Hello guys,
We came across the following error when we imported hundreds of thousands of xml documents.
>
Traceback (most recent call last): File "load.py", line 24, in <module> main(sys.argv) File "load.py", line 21, in main loadzip(session, path) File "load.py", line 12, in loadzip loadxml(session, info.filename, stream.read()) File "load.py", line 6, in loadxml session.replace(path, xml) File "/home/mwp/loader/BaseXClient.py", line 118, in replace self.sendInput(12, path, content) File "/home/mwp/loader/BaseXClient.py", line 205, in sendInput raise IOError(self.info()) IOError: Improper use? Potential bug? Your feedback is welcome: Contact: basex-talk@mailman.uni-konstanz.de Version: BaseX 7.2 Java: Sun Microsystems Inc., 1.6.0_23 OS: Linux, amd64 Stack Trace: java.lang.ArrayIndexOutOfBoundsException: 2147483647 org.basex.io.random.TableDiskAccess.cursor(TableDiskAccess.java:401) org.basex.io.random.TableDiskAccess.insert(TableDiskAccess.java:278) org.basex.data.Data.insert(Data.java:970) org.basex.data.Data.insert(Data.java:744) org.basex.core.cmd.Add.run(Add.java:125) org.basex.core.Command.run(Command.java:345) org.basex.core.Command.run(Command.java:115) org.basex.core.cmd.Replace.run(Replace.java:64) org.basex.core.Command.run(Command.java:345) org.basex.core.Command.exec(Command.java:324) org.basex.core.Command.execute(Command.java:76) org.basex.core.Command.execute(Command.java:88) org.basex.server.ClientListener.execute(ClientListener.java:368) org.basex.server.ClientListener.replace(ClientListener.java:347) org.basex.server.ClientListener.run(ClientListener.java:150)
>
Our documents have the same structure and most of them are successfully imported, so it's unlikely to be something wrong in data.

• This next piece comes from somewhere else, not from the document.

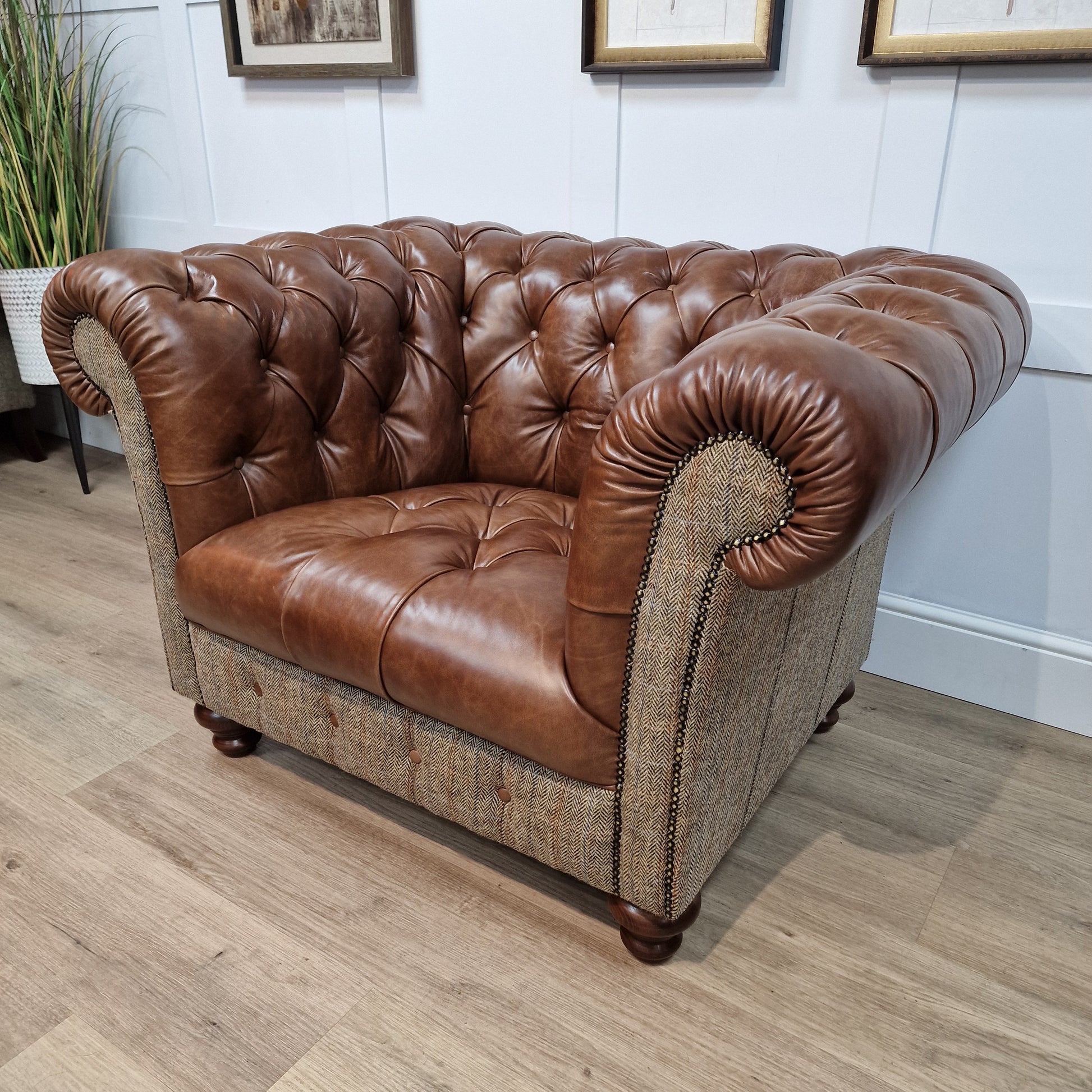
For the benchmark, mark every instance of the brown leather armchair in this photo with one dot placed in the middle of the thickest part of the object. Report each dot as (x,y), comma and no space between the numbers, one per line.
(573,544)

Can I ask you what this error actually indicates and what caused this?
Our data is under contract so it's difficult to provide it directly. But if you have any questions about data, don't hesitate to ask us.
Best regards, Kento
Hi Tarui
From the backtrace it looks, like BaseX and not python client got somehow
out of order. I would propose trying to execute the same action by basex command line client and see, if the problem occures too. What type of action are you trying to perform? Is it adding documents to the database? Is it possible to create another sample with some publicly usable data, which would show, what you are actually trying to do? (even, when it is not crashing).
With best regards
Jan
*Ing. Jan Vlčinský* TamTam Research s.r.o. Slunečnicová 338/3, 734 01 Karviná Ráj, Czech Republic tel: +420-597 602 024; mob: +420-608 979 040 skype: janvlcinsky; GoogleTalk: jan.vlcinsky@gmail.com http://cz.linkedin.com/in/vlcinsky
On 23 April 2012 06:32, Tarui, Kento ktarui@qualcomm.com wrote:
Hello guys,
We came across the following error when we imported hundreds of thousands of xml documents.
>>
Traceback (most recent call last): File "load.py", line 24, in <module> main(sys.argv) File "load.py", line 21, in main loadzip(session, path) File "load.py", line 12, in loadzip loadxml(session, info.filename, stream.read()) File "load.py", line 6, in loadxml session.replace(path, xml) File "/home/mwp/loader/BaseXClient.py", line 118, in replace self.sendInput(12, path, content) File "/home/mwp/loader/BaseXClient.py", line 205, in sendInput raise IOError(self.info()) IOError: Improper use? Potential bug? Your feedback is welcome: Contact: basex-talk@mailman.uni-konstanz.de Version: BaseX 7.2 Java: Sun Microsystems Inc., 1.6.0_23 OS: Linux, amd64 Stack Trace: java.lang.ArrayIndexOutOfBoundsException: 2147483647 org.basex.io.random.TableDiskAccess.cursor(TableDiskAccess.java:401) org.basex.io.random.TableDiskAccess.insert(TableDiskAccess.java:278) org.basex.data.Data.insert(Data.java:970) org.basex.data.Data.insert(Data.java:744) org.basex.core.cmd.Add.run(Add.java:125) org.basex.core.Command.run(Command.java:345) org.basex.core.Command.run(Command.java:115) org.basex.core.cmd.Replace.run(Replace.java:64) org.basex.core.Command.run(Command.java:345) org.basex.core.Command.exec(Command.java:324) org.basex.core.Command.execute(Command.java:76) org.basex.core.Command.execute(Command.java:88) org.basex.server.ClientListener.execute(ClientListener.java:368) org.basex.server.ClientListener.replace(ClientListener.java:347) org.basex.server.ClientListener.run(ClientListener.java:150)
>>
Our documents have the same structure and most of them are successfully imported, so it's unlikely to be something wrong in data.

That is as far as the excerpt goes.